The OFD1 protein is a novel player in selective autophagy: another tile to the cilia/autophagy puzzle

The autophagy-lysosomal pathway is one of the main degradative routes which cells use to balance sources of energy. A number of proteins orchestrate the formation of autophagosomes, membranous organelles instrumental in autophagy. Selective autophagy, involving the recognition and removal of specific targets, is mediated by autophagy receptors, which recognize cargos and the autophagosomal membrane protein LC3 for lysosomal degradation. Recently, bidirectional crosstalk has emerged between autophagy and primary cilia, microtubule-based sensory organelles extending from cells and anchored by the basal body, derived from the mother centriole of the centrosome. The molecular mechanisms underlying the direct role of autophagic proteins in cilia biology and, conversely, the impact of this organelle in autophagy remains elusive. Recently, we uncovered the molecular mechanism by which the centrosomal/basal body protein OFD1 controls the LC3-mediated autophagic cascade.
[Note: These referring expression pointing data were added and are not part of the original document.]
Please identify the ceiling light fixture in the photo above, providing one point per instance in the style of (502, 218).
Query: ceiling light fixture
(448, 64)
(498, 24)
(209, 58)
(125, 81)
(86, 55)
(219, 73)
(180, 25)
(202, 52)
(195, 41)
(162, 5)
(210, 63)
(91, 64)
In particular, we demonstrated that OFD1 acts as a selective autophagy receptor by regulating the turnover of unc51-like kinase (ULK1) complex, which plays a crucial role in the initiation steps of autophagosome biogenesis. Moreover, we showed that patients with a genetic condition caused by mutations in OFD1 and associated with cilia dysfunction, display excessive autophagy and we demonstrated that autophagy inhibition significantly ameliorates the renal cystic phenotype in a conditional mouse model recapitulating the features of the disease (Morleo et al. 2020, EMBO J, doi: 10.15252/embj.2020105120). We speculate that abnormal autophagy may underlie some of the clinical manifestations observed in the disorders ascribed to cilia dysfunction.

Automated summary

The autophagy-lysosomal pathway is crucial for cellular energy homeostasis. Recent studies reveal bidirectional crosstalk between autophagy and primary cilia, with the specific role of autophagic proteins in cilia biology still unclear. OFD1 protein acts as a selective autophagy receptor, and mutations in OFD1 may lead to genetic diseases characterized by excessive autophagy and cilia dysfunction.